Abou Bilal al-Minuki, born in 1982, played an essential role in the Daesh branch in West Africa.
Nigeria and the United States announced the death of a leader of the Islamic State group in a joint operation of their armies, the second in five months launched in this West African country plagued by jihadist violence.
This operation, announced by Donald Trump, targeted this time Abou Bilal al-Minuki, whom he presented as the number two of ISIS in the world. “The brave American forces and the Nigerian armed forces carried out a meticulously planned and very complex mission to eliminate the world’s most active terrorist from the battlefield,” declared the American president on his Truth Social network from Friday night to Saturday.
“He will no longer terrorize the African population or contribute to planning operations targeting Americans. With his elimination, the operational capabilities of ISIS around the world are significantly reduced,” he added.

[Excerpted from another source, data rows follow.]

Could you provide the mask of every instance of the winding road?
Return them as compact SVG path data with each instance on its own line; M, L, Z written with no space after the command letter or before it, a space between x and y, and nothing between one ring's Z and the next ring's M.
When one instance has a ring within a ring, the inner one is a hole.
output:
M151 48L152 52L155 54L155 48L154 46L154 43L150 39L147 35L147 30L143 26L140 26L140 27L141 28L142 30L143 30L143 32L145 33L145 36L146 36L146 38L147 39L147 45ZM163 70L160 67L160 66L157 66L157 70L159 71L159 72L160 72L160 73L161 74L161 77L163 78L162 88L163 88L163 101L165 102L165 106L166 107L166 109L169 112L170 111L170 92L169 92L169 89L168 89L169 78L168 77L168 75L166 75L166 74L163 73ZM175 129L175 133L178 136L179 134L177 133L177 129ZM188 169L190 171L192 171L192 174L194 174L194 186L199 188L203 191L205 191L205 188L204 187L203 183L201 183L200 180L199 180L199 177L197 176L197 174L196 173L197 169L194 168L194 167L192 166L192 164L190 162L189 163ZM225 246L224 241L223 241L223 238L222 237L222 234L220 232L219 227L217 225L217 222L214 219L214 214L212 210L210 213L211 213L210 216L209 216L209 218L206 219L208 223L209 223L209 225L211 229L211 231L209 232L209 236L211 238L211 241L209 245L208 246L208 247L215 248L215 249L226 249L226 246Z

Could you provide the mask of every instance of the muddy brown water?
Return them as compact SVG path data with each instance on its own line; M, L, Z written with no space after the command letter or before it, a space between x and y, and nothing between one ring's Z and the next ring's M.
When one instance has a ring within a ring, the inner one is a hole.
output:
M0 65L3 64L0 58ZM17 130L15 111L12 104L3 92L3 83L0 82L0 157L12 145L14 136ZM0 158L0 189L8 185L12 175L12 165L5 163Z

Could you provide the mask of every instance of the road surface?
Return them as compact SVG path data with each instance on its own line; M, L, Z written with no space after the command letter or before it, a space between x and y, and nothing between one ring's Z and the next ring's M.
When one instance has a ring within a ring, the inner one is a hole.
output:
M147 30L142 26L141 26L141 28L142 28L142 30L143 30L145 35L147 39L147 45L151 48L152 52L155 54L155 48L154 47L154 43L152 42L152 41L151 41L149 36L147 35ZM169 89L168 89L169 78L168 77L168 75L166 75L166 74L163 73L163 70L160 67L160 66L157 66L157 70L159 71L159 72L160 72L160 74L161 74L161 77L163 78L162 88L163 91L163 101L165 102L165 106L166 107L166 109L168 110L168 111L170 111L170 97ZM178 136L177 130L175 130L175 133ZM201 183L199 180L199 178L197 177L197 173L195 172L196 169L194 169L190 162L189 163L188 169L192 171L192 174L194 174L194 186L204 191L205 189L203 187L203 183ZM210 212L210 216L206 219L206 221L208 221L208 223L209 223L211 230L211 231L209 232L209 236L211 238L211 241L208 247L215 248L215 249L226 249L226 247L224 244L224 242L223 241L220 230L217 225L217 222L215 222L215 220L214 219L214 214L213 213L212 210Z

“Our determined Nigerian armed forces, working closely with the US armed forces, carried out a bold joint operation that dealt a severe blow to the ranks of the Islamic State,” then confirmed Nigerian President Bola Tinubu in a statement.
“One of the most active terrorists in the world”
According to the Nigerian army, it was a “precision air-ground operation, meticulously planned and extremely complex,” which took place on Saturday between midnight and 4 a.m. The jihadist leader died “with several of his lieutenants, in a strike against his complex in the Lake Chad basin,” the Nigerian president said.
According to the Nigerian defense forces, Abou Bilal al-Minuki was a “high-ranking official of the Islamic State and one of the most active terrorists in the world.” He is described as “an operational and strategic figure who provided advice to Islamic State entities outside Nigeria on issues related to media operations, economic warfare, as well as weapon development and manufacturing.”
They also specify that “his death eliminates an essential link through which the Islamic State coordinated and directed its operations in different regions of the world.”
Chief of the Daesh branch in West Africa
Born in 1982 in Borno province, Nigeria, al-Minuki became one of the main figures of the Islamic State in West Africa (EIAO) after the death, in 2018, of the former group leader in the region, Mamman Nur, according to specialists from the Counter Extremism Project NGO, cited by ABC News.
Al-Minuki was based in the Sahel region and reportedly fought in Libya when ISIS was active in that North African country over a decade ago. He is also considered one of the main architects of the formation of the Islamic State in West Africa after its split from Boko Haram in 2016.
Abou Bilal al-Minuki was placed under US sanctions in 2023 for his ties to the Islamic State group.
“If the elimination of Abou Bilal al-Minuki is confirmed, it would be a major blow for ISIS West Africa, and for the Sahelian subsidiary. He is the man of the connection and relations between the two,” commented France 24 journalist and jihadist movements specialist Wassim Nasr.
Deadly attacks and mass abductions
The spokesperson for the Nigerian army, Sani Uba, stated that the operation followed intelligence indicating that al-Minuki and his international terrorist cell had concealed a fortified enclave in a remote village in Metele, located in the Lake Chad basin, in the northeast of Borno state, the epicenter of an armed insurgency that has lasted for 17 years.
This is the second time in five months that the American president has launched an intervention of his army in Nigeria, where he denounces persecutions allegedly suffered by Christians.
The resurgence of deadly attacks and mass abductions in recent months is drawing the attention of the United States. President Donald Trump asserts that Christians in Nigeria are being “persecuted” and victims of a “genocide” perpetrated by “terrorists,” a claim that Abuja and most experts firmly deny, with violence affecting both Christians and Muslims indiscriminately.
The US military, in coordination with Nigerian authorities, conducted strikes in Sokoto state on Christmas day targeting, according to Washington, ISIS jihadists.